A recent issue of Forbes magazine, "The Capitalist Tool," as the magazine proclaims, lists the two hundred wealthiest persons in the world, and to nobody’s surprise, Bill Gates, the chairman and founder of Microsoft, heads the list, followed by his good friend, Warren Buffet, Paul Allen, Microsoft co-founder, and Steve Ballmer, Microsoft’s President. According to Associated Press estimates, Bill Gates’ fortune, estimated by Forbes at ninety billion dollars, reached the level of one hundred billion only two months ago, but since then it receded to only ninety billion, reflecting the stock market fluctuations.

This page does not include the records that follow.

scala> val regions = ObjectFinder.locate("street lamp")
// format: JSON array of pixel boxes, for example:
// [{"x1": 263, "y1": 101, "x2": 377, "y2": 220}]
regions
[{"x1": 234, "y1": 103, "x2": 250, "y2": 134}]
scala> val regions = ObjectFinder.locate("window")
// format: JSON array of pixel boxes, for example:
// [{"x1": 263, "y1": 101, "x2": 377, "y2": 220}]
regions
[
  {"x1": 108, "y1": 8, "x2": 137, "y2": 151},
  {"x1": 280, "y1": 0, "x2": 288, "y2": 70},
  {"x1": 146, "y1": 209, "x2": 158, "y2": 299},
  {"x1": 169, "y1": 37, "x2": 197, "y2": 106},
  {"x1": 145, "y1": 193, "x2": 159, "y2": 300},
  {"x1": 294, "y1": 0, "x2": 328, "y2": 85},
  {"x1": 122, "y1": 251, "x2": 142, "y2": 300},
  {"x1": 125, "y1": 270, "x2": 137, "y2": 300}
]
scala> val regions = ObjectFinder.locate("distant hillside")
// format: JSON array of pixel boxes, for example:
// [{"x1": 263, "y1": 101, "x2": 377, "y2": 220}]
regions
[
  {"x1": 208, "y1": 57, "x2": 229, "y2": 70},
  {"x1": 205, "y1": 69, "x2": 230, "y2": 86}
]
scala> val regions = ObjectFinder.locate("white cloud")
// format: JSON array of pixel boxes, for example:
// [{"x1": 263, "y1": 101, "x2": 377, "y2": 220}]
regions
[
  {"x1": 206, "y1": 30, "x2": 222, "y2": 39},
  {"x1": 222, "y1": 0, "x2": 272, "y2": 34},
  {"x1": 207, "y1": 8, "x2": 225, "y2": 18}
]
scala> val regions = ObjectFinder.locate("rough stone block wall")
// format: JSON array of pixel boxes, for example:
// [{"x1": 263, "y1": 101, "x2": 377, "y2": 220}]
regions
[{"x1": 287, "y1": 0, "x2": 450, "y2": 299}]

The October 1998 issue of American Heritage ranks the wealthiest Americans of all times. To account for inflation, the magazine divides the Gross National Product (GNP) by the estimated worth of the fortunate few to find today’s equivalent value. This way, John D. Rockefeller heads the list with an estimated wealth of nine hundred million dollars in 1913, followed by Andrew Carnegie (estimated worth two hundred fifty million dollars in 1901), Cornelius Vanderbilt (one hundred five million dollars in 1860), John Jacob Aster (twenty million dollars), and William H. Gates, III, as only number five, whose total fortune was estimated as sixty-one billion dollars in 1998. I don’t necessarily agree with Forbes’ effort to show the equivalency between the 1980's and today’s dollars by dividing the GNP by the estimated net worth. There are better methods, such as comparative purchasing power in three basic categories, such as housing, food and clothing, or by comparing the wealth of an individual with the average wealth of a citizen, or his yearly income, or even with the minimum salary.

The fact that individuals such as Vanderbilt, Carnegie or Astor could employ thousands of people as gardeners, butlers, chauffeurs, butlers or maids while many of today’s billionaires drive their own cars or cook their own meals is not a reflection on relative affluence, but on living style which changes with the times; however, the fact remains that one individual can amass the fortune that would require the efforts of one million average people working from age fifteen to their death, with an estimated lifetime income of $300,000.

Regardless of the method used in estimating wealth through history, this country and civilization have a debt to those industrial pioneers who contributed so decisively to our progress. But the question remains: is it necessary? Can we believe that without the disproportionate inducements people like Carnegie, Vanderbilt or Gates would not have followed their basic instinct to build, discover or create?

During the decades of the seventies and eighties, the average income of the American citizen went from first place in 1950 to twelfth or fourteenth in the world. That means that the average Dutch, Belgian, Swede, French, or Japanese citizen earned higher incomes than the average American. With the enormous economic recovery of the Clinton years this situation has been reversed and the income of the average American is on a par with the income of a Swiss or a Japanese citizen. Of course, the costs of living are quite disparate, and a Japanese person would not dream of owning in his small country the large houses that the American takes for granted. On the other hand, the disparity of incomes is never as great abroad as it is here. That means that the income of a company president, which in this country is up to one thousand times that of the lowest paid employee, is only ten times larger in countries like France or Japan. This means that with the exception of Microsoft where every employee is a stockholder and partial owner of the company, the lopsided income of the richest two hundred people affects the national income average, while it is not a real indication of the wealth of the average citizen.